MG- Within your tapestries, you incorporate text pretty often. Is that a subject matter that you feel the need to shift away from with your beadwork?
MK- I’ve been shifting away from text for a while with my tapestries too, though I have a couple text pieces planned for whenever I buy my own floor loom. At first I was into the poetics of language but then I became very enamored with symbols because they can often convey ideas better than words, and many originated before written language. Now I’m starting to get interested in fractals and geometric patterns, which I can easily execute very precisely in beadwork.
MG- Continuing with the comparison between your weavings and beadwork, can you talk a little on your adjustment to the plasticity of the beads you're using and the more natural yarns of your tapestries.
MK- In my tapestries, I usually use a fair amount of acrylic yarn in addition to wool. The acrylic yarn comes in handy when I want to use an unnaturally vibrant color like neon yellow, or want a part of the tapestry to have a soft sheen. Wool is very matte in comparison. The plastic pony beads I use are also made from acrylic. Using plastic in my work is mostly a result of a material fascination. Also, it’s really gratifying to transform cheap materials into a well-crafted object. In a way I guess it feels like it legitimizes my ‘70s polyester aesthetic.
MG- Are there any stitches or beading patterns that you’re most drawn to or use more often than others?
MK- I find myself using brick stitch and peyote stitch a lot because their structures are conducive to making smooth diagonal lines. I’ve been thinking about experimenting with square stitch also recently because its gridded structure is more comparable to weaving.

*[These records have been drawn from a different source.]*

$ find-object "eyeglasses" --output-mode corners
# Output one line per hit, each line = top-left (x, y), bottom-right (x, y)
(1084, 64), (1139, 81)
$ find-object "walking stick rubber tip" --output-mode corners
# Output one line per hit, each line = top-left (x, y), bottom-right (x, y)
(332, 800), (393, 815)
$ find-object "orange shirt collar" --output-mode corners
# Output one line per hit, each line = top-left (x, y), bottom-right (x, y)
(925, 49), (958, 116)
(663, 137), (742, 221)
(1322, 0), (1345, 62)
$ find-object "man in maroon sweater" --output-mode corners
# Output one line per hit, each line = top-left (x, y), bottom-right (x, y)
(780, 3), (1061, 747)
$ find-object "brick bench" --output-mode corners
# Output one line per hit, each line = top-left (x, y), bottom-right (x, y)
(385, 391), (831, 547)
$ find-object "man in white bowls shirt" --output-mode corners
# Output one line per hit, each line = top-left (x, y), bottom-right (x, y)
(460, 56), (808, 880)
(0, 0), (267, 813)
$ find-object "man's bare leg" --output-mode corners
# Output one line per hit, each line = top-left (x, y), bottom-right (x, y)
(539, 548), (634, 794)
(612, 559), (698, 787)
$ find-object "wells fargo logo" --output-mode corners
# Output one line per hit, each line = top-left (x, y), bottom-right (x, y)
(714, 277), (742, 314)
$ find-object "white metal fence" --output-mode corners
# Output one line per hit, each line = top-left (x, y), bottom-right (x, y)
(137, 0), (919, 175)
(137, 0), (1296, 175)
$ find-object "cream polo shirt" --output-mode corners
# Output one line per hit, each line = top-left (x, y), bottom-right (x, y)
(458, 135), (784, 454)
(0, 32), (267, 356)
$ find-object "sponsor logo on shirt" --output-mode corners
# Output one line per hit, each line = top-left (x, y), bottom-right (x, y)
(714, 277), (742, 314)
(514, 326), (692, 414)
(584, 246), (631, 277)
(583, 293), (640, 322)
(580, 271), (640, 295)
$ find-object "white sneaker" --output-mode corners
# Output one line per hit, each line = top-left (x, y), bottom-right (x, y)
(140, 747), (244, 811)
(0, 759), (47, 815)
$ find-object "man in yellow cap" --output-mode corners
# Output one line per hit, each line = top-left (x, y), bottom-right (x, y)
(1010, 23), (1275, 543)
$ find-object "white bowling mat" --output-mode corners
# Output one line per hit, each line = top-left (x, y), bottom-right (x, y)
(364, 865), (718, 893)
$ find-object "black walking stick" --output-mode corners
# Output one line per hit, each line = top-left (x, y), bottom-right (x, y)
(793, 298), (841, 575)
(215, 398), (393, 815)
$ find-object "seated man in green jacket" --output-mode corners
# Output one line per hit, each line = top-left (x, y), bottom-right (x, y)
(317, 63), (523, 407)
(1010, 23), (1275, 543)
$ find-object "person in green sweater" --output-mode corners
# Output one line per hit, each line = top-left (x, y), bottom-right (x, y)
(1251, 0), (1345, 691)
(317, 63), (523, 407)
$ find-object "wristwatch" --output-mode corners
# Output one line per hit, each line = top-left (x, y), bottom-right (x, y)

MG-Do you see yourself combing the two, and possibly embroidering the beads on the surface of your weavings?
MK- I am definitely going to experiment with combining them sometime soon. I really enjoy structural techniques as opposed to surface embellishment, so I’d like to try combining fiber and beads in a way in which they’re both integral to the structure of the piece.
MG- Are they are any artists that you currently follow who also use or manipulate beads into the surface of their work?
MK- Joyce Scott has definitely had an influence on my improvisational experiments. Also, after I started my pony bead mandala, I remembered a couple pieces she made that incorporated pony beads too. Sonya Clark has also used beadwork in some of her pieces along with the symbol of hands. I really admire both of these artists because they are successful in multiple media, draw upon craft traditions, and facilitate important conversations through their work.
MG- Is there a conceptual or technical aspect that beading lets you acquire that other textile processes do not?
MK- Sonya taught me that the root word of bead means “to pray.” Beads have a history rooted in spiritual practice that I find conducive to my work. So does weaving, but textiles these days are so industrialized and ubiquitous that we take them for granted to a great degree. But when you see a handmade object like a quilt or tapestry or beaded garment, it just has this weight and power to it because someone devoted a lot of time and energy to it. There is care involved. I had a moment after I first started beading where I thought, “Wow, I’m doing this thing that people have been doing for thousands of years.” The oldest beads found are 75,000 years old! It’s led me to think a lot about the awe of living in ancient times and what it might have been like when the earliest cultures were first forming. Weaving is very ancient too and I’ve studied ancient Peruvian textiles quite a bit but I didn’t have this epiphany until I started beading because I’m used to using such a contemporary floor loom.